Début du 21ème siècle,
nouvelle ère et nouvelle signature cinématographique pour Kim Ki-duk (KKD) avec
Bad
Guy (2001). Il reprend ici ce qui centralise ses récits : des
personnages torturés au plus profond d’eux-mêmes.
Il y a là Han-gi, le proxénète
muet à la balafre lui décorant la gorge et Sun-hwa, une jeune femme. Le premier
prostitue la seconde et éprouve à son égard aussi bien de la haine que de
l’amour, voir sa jalousie pour la clientèle. Quant à elle, elle semble
indifférente à cet amour-haine. Elle est la victime d’un plan machiavélique. Le
jour où tout bascule ? Celui où Han-gi attiré par Sun-hwa l’embrasse avec
bestialité. Le jeune homme est alors passé à tabac et pour se venger, il
fomente un guet-apens qui oblige la jeune femme à se prostituer pour lui. Elle
se laisse embrigader dans une histoire des plus inconcevables qui soit. Mais
elle n’est pas un personnage de KKD pour rien. Un certain attentisme et autisme
la contaminent. C’est petit à petit qu’elle devient un oiseau enfermé dans sa
cage, la maison close. Elle ne tente même pas de s’enfuir ou d’appeler à
l’aide. Elle subit son sort, c’est tout. Une espèce de fatalité l’envenime. A
partir de là…
En parlant de l’histoire
justement, du moins l’élément déclencheur qui permet à KKD ce récit amoureux
singulier, tout en traitant du thème de la prostitution c’est un sentiment
d’aberration complet. On ne peut être que frapper par cette histoire inconcevable.

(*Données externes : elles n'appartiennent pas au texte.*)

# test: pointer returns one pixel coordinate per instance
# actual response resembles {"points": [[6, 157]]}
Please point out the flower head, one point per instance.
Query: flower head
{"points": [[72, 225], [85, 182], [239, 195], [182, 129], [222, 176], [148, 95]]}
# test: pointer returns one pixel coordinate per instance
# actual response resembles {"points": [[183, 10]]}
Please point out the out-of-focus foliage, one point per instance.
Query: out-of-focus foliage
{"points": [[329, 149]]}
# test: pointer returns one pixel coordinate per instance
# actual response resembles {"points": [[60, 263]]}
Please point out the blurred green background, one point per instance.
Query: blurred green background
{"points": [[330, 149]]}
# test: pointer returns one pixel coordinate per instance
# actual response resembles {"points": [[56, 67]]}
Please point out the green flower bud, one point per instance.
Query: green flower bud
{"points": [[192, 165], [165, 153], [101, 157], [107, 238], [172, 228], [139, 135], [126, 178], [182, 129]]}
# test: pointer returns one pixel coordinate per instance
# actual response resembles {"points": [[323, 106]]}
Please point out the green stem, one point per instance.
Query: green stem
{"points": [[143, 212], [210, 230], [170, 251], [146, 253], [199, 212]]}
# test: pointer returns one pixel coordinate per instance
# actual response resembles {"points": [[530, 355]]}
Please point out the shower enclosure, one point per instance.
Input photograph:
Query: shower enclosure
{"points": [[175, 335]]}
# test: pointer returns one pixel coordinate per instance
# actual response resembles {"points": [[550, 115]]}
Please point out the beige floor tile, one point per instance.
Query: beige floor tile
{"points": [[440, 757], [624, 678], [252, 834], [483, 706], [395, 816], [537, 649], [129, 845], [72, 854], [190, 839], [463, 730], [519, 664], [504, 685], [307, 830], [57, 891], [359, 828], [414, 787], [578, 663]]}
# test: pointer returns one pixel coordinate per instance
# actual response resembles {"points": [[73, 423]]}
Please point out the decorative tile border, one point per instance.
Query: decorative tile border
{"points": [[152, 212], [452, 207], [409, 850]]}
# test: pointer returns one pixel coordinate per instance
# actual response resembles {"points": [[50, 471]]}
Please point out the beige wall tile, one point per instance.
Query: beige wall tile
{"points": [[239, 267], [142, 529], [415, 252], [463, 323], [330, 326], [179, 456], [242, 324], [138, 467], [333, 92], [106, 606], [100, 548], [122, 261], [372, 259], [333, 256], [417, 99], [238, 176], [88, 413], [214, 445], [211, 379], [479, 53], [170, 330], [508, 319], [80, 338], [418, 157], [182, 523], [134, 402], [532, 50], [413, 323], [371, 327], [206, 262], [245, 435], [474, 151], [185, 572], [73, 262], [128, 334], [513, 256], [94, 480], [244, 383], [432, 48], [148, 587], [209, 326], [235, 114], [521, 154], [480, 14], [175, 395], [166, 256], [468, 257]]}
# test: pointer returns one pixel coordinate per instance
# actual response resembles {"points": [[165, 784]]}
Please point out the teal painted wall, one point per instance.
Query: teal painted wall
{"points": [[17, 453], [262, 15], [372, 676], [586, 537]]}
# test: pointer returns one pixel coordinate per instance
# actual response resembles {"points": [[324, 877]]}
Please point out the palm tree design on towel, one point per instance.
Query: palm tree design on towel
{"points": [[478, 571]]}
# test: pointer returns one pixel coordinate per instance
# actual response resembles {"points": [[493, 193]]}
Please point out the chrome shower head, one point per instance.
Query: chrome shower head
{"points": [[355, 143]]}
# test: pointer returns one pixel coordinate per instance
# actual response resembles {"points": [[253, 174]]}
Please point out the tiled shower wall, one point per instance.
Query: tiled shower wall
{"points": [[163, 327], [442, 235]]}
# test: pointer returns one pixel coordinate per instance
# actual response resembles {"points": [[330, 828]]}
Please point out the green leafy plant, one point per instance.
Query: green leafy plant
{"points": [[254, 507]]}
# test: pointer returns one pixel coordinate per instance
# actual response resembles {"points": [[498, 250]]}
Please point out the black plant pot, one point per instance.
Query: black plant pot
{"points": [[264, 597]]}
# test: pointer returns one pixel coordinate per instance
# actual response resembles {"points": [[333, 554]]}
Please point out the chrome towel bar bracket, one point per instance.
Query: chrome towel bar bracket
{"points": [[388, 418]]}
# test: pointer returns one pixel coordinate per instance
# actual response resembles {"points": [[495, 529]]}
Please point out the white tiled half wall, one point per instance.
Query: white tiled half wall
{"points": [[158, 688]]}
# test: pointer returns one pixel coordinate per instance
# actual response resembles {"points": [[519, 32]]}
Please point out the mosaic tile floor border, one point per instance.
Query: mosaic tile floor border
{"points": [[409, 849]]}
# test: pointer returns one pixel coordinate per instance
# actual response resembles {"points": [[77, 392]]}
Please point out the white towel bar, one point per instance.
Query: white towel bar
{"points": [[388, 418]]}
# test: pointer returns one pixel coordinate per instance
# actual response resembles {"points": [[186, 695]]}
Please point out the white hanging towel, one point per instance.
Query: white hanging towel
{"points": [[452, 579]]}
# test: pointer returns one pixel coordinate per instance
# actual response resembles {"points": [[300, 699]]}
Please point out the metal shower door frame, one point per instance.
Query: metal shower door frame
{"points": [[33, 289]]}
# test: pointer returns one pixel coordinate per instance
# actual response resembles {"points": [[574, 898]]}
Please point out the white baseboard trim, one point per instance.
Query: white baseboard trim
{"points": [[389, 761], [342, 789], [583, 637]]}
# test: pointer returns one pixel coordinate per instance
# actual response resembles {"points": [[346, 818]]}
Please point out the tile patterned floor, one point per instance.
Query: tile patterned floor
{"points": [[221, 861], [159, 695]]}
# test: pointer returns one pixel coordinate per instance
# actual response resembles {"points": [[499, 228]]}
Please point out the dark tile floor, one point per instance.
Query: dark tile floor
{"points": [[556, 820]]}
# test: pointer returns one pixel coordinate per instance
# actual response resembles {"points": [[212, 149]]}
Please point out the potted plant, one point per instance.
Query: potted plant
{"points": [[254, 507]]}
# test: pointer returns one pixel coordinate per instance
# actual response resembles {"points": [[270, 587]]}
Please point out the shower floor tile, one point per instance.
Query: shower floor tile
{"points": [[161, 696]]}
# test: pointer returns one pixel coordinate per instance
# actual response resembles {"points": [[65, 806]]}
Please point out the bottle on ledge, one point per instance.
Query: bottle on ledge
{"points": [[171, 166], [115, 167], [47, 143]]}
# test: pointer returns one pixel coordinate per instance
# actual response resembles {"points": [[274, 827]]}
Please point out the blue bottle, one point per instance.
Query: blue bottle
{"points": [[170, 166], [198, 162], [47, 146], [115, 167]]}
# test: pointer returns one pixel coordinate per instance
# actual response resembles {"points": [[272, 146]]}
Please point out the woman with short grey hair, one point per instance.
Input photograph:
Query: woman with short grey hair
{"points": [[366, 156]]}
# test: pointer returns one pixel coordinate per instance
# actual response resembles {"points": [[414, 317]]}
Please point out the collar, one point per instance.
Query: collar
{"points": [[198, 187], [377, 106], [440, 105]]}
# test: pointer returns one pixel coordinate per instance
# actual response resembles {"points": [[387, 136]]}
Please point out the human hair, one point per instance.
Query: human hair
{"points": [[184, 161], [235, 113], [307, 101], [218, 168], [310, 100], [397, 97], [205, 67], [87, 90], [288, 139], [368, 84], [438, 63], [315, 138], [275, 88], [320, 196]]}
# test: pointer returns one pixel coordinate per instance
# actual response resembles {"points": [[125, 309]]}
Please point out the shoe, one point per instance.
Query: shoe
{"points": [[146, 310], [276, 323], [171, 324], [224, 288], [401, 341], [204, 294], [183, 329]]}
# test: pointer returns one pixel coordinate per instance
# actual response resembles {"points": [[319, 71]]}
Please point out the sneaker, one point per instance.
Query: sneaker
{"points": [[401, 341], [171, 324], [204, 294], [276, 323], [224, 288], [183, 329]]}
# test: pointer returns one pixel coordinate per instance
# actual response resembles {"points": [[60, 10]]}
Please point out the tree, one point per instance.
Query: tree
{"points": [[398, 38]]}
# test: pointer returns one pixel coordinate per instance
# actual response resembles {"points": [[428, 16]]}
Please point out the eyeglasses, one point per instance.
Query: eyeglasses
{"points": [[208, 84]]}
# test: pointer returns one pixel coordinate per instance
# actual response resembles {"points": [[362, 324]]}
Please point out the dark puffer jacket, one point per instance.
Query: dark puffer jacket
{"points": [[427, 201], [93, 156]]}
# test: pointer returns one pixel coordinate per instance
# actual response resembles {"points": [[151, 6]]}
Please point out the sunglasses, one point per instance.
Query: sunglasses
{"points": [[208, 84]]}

Le guet-apens et la mise à l’amende qui conduit à la prostitution, mais qui
peut croire à un enchaînement de ce type ? Attention, je vais révéler un
élément du film : une jeune femme se retrouve à faire le tapin parce
qu’elle est accusée de vol ! Où est la police ? Que fait sa
famille ou son petit ami ? Du coup, la crédibilité du film en prend
un coup. C’est bien dommage parce que très honnêtement, Bad Guy aurait pu être de ces films qu’on qualifie aisément de
chef-d’œuvre. Il n’en reste pas moins une œuvre marquante, notamment de la filmographie
de son auteur.
Sans ça, KKD parvient à mettre en
lumière que dans la vie, nous ne sommes sûrs de rien, qu’une infime cause peut
bouleverser à jamais notre existence. Rien n’est éternel donc, encore moins le
bonheur qui semble être des plus éphémères avant de connaître l’enfer. Cette
histoire d’amour impossible qu'il relate avec Bad Guy prend alors place dans la vie citadine froide et
violente, à l'image de la relation du proxénète à sa prostituer. Tout les sépare et un
manque de communication est des plus significatifs. Han-gi est violent à
l’image du baiser volé qui devient un baiser violé. La violence de l’œuvre est
physique comme morale. Elle détruit tout. On brutalise et on fait en sorte
d’abandonner tout espoir.
Bad Guy renvoi d’une certaine manière à L’Île (2000), Han-gi est
le double masculin du personnage féminin interprété par l’actrice Suh Jung. Á
la fois muet, torturé, souffrant d’un amour malsain peu banal, il fait de Bad Guy par son personnage et par le
biais de sa prestation une œuvre forte (notons également le jeu remarquable de Seo
Won). La photographie est belle. La bande originale participant à l’ambiance du
film est utilisée à bon escient. À la découverte de cet univers peu connu en
Corée du Sud, celui des maisons closes il se dégage de l’ensemble une beauté
noire magistrale.
I.D.
3 commentaires:
Vu à une époque où j'étais à l’affût des productions coréennes en général et des films de KKD en particulier. Pas mon préféré mais comme toujours une belle photographie. Puisqu'on parle photographie le 2ème screenshot m'y fait penser : as-tu vu Help me eros ? Si ce n'est pas le cas, fonce.
https://www.youtube.com/watch?v=DxVVzs9JZS4
Perso', c'est l'un de mes préférés ! Comme quoi.
Pas encore vu la seconde réal' de ce brave Lee Kang-sheng que j'apprécie tout particulièrement comme acteur. "Help me eros" semble... très intéressant. J'en connais une qui va être tout aussi intéressée ! ^^
Help me Eros est beaucoup moins scabreux qu'un... disons "Saveur de la pastèque". Très esthétique et mélancolique, rien de bien méchant.